In the context of the movie, this scene marks a great change in the Detective's story: Detective McLeod has not been able to forgive anyone, offer mercy or leniency to his wife for her past sin (an abortion) or to a young man whom even his victim wants to forgive. Now he prays for mercy and forgiveness.

May we all receive the grace of final repentance; and as Father Zuhlsdorf would say on his blog: Go To Confession!

2 comments:

  1. How many eejits are praying I forgive and all the while promoting - without realising it - the very thing I am not forgiven because the offense is being repeated?

    If any offense was JUST committed decades ago, and NOT repeated up to this day, I am usually forgiving about it.

    When I was a teen I defended Irish nationalists in a dialogue with a Swedish, probably the guy who was a freemason. I mentioned unjustice of gerrymandering and a few more done to Catholics and I mentioned it was not just a question of inequality as such, or inequality offered as an insult to them for their religion, it was also an inequality initiated by the unjust invasions under Cromwell and James VI/I.
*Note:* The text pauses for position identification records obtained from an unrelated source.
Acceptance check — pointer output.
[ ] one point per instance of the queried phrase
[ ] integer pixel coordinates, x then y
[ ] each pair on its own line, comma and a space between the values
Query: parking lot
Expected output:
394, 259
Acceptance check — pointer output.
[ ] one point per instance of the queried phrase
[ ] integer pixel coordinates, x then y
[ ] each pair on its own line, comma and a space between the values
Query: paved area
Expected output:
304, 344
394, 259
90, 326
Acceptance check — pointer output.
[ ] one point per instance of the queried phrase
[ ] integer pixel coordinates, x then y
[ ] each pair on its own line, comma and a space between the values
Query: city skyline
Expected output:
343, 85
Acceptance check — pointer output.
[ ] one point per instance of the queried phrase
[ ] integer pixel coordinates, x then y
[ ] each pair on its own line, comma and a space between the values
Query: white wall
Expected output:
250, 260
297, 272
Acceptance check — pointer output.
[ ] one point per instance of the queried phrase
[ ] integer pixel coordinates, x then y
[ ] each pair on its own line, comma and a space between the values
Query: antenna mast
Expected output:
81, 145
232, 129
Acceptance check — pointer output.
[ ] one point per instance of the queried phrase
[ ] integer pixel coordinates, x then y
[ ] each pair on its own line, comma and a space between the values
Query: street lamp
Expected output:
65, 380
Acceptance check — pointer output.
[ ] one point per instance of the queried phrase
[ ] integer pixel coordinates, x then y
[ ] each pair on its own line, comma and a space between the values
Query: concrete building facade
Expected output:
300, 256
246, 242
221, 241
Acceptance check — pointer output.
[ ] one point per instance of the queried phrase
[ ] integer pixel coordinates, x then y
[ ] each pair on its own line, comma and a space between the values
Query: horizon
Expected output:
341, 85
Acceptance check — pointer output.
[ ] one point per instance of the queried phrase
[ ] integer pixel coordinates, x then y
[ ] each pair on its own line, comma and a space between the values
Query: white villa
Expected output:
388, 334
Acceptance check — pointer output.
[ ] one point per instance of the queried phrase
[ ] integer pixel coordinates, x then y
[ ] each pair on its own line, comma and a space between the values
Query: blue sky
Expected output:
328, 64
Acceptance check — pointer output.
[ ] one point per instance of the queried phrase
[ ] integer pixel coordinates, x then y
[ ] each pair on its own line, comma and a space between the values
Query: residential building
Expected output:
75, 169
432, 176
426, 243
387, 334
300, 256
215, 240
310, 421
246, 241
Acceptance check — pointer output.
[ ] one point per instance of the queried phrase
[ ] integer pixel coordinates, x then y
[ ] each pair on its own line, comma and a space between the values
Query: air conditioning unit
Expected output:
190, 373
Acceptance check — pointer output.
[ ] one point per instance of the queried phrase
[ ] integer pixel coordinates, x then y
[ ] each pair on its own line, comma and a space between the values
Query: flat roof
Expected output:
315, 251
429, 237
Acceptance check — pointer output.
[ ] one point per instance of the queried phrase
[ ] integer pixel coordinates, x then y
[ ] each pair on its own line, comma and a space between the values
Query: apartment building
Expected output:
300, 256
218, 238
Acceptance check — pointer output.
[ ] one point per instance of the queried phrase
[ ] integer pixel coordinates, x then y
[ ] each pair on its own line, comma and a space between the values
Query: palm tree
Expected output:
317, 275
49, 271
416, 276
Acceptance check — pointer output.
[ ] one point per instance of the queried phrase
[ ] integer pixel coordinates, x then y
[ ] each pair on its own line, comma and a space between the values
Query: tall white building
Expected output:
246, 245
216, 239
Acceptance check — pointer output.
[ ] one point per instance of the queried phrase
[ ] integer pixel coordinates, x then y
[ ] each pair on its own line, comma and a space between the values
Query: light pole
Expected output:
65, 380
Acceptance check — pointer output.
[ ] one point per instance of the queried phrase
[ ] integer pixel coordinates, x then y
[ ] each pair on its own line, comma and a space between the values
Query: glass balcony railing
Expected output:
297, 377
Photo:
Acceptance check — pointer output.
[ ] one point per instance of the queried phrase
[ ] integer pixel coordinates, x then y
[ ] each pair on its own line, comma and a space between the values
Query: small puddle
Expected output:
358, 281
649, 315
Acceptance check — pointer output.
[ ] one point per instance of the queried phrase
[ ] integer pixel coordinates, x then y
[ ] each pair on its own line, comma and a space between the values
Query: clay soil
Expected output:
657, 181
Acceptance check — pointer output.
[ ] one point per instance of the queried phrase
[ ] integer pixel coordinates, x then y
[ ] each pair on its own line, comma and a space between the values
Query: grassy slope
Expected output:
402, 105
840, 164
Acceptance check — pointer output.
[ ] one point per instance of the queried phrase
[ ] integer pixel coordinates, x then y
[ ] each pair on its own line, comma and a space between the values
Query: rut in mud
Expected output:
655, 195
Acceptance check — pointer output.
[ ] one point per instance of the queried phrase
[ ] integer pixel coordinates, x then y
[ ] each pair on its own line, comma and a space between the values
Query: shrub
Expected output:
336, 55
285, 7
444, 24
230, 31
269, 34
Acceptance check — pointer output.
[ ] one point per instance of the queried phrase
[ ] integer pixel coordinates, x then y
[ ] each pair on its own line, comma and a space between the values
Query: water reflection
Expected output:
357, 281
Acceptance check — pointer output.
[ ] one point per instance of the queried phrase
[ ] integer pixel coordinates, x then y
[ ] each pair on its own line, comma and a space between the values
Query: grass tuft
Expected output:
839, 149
    His reaction was VERY revealing. He seems to think Irish Catholics ought to have forgiven the Battle of the Boyne - as if it was just a past offense, as if Bernadette Devlin just was frantic over an injury done to her nation centuries earlier which had never in any way hurt it since back then.

    How is that for ... I was back then ready to puke. And I am still so about people continuing or sympathising with those continuing offenses done to me SINCE 1996, when they suggest I forgive what happened BACK IN 1996 or 1998 as if nothing else since then had been an injury! In my life the invasion has not been one of Protestant "Sassenach", but of shrinks.